The beauty of the Inspector Ricciardi series lies largely in the gaze with which Luigi observes the world. as if he were showing it to us through a very personal glass and, therefore, we too feel immersed in his special melancholy. That hypersensitivity that we have learned to know and that has accompanied us until this last Christmas of peace. But in Soledad there is something that goes beyond, something that can be felt right from the beginning: If I could do it, I would talk to you about loneliness. The introversion of the most famous commissioner in Italy is now a trait we know (also because, in the homonymous television series on Rai, the actor Lino Guanciale transformed it into a facial crease poised between bitterness and sarcasm) .

Yet, in this 1939, loneliness becomes a creeping anxiety. He didn’t remember a time like that. Suspended between the real condition and the one that was desired or boasted so much, and so well, that one believed it to be true. Bruno Modo (anti-fascist medical examiner, ed.) repeated to him that it was a scam served by the government to poor people, and mockingly wondered whether or not imperial grandeur was a good accompaniment and whether it satisfied the hungry children who arrived at the hospital every day.

Almost seventeen years have passed since the release of the first volume of the series and many things have happened to Ricciardi. The love for Enrica, the (unsuccessful) courtship by Livia, the birth of Marta, the attraction for Bianca. And then Rosa, Nelide, Bambinella. Surrounded by a group of female characters, Ricciardi has so far been able to temper his melancholy between feelings and work successes.

But as we reach the last year of peace, the regime is at a point of no return, even the dead – those who speak to Luigi – seem more alone. Soledad the photography of an era. Brigadier Maione with his multitude of children, in his gaze the shadow of pain for the one of them he had lost; and Doctor Modo, who hissed his uneasiness towards fascism and the government but who had become more prudent, terrified as he was by arrests and confinement. There is Rachele, the wife of deputy commissioner Angelo Garzo, forced to clarify that the recently enacted racial laws do not concern her (no one knows that I… of my origin, I mean. We go to mass, we are known, we have many important friends).

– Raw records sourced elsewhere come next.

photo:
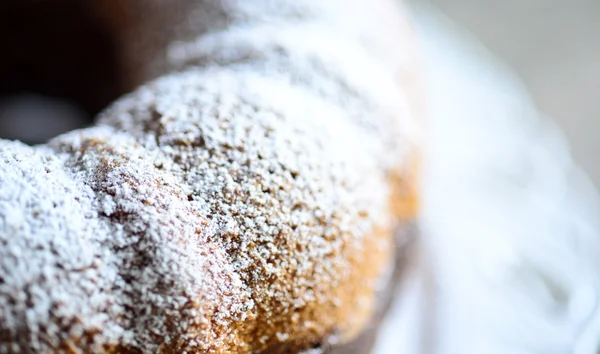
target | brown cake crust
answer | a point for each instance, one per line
(246, 203)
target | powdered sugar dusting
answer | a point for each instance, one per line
(244, 198)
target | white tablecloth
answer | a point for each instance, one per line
(510, 257)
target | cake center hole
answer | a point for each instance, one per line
(58, 68)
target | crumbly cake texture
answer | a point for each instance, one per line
(245, 201)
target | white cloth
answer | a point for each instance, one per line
(510, 225)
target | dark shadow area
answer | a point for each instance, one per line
(58, 67)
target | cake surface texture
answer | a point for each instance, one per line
(245, 196)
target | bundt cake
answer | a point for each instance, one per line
(245, 197)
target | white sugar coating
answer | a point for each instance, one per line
(221, 208)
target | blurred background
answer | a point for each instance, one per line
(554, 46)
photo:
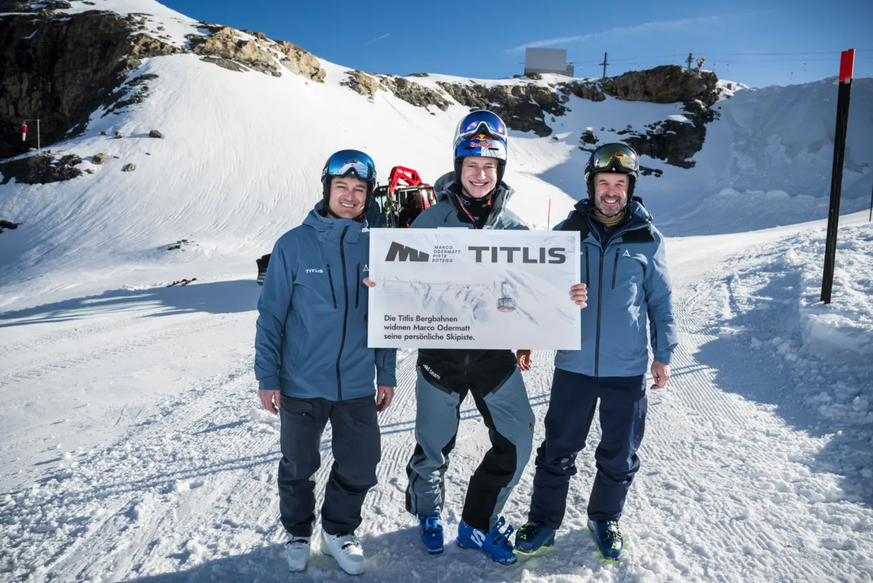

an Italy in the balance that opens this novel, an Italy suspended. And one had to be so alone in the face of the unknowable. Therefore the murder of Erminia Cascetta also takes on particular contours. Erminia was not a girl like all the others. She was full of life and wanted to live it her way. The gossip from the building, that expensive car that came to pick her up almost every evening, the elegant clothes and refined perfumes that she wore even though she officially didn’t have a job. Erminia was also alone. Erminia was also fighting her very personal private battle for a bit of freedom.

The stories of this novel come together to form a vivid portrait of Naples on the eve of the war and Ricciardi, to solve the case, will have to face the most fearsome ghost of all, the one contained in the question he asks himself for the first time after many years. : Why me?. Why does the Event happen to him, that is, why do the dead speak to him? The solution to the mystery will start from this question. And, perhaps, the dawn of a new Ricciardi, stronger and more steadfast within the swirl of distant voices that overlap in his mind.

Meetings with the author

Maurizio De Giovanni will be in Turin on 23 November (9pm, Grattacielo Intesa) with the show Passione (co-production Banca Intesa and The Italian Literary Agency); on 30 November in Rome (5pm, Libreria Nuova Europa – I Granai), on 3 December in Terni (6pm, Umbria libri, Municipal Library); two meetings with Soledad show: December 4th in Rome (9pm, Teatro Manzoni) and December 10th in Florence (6.30pm, Teatro Odeon).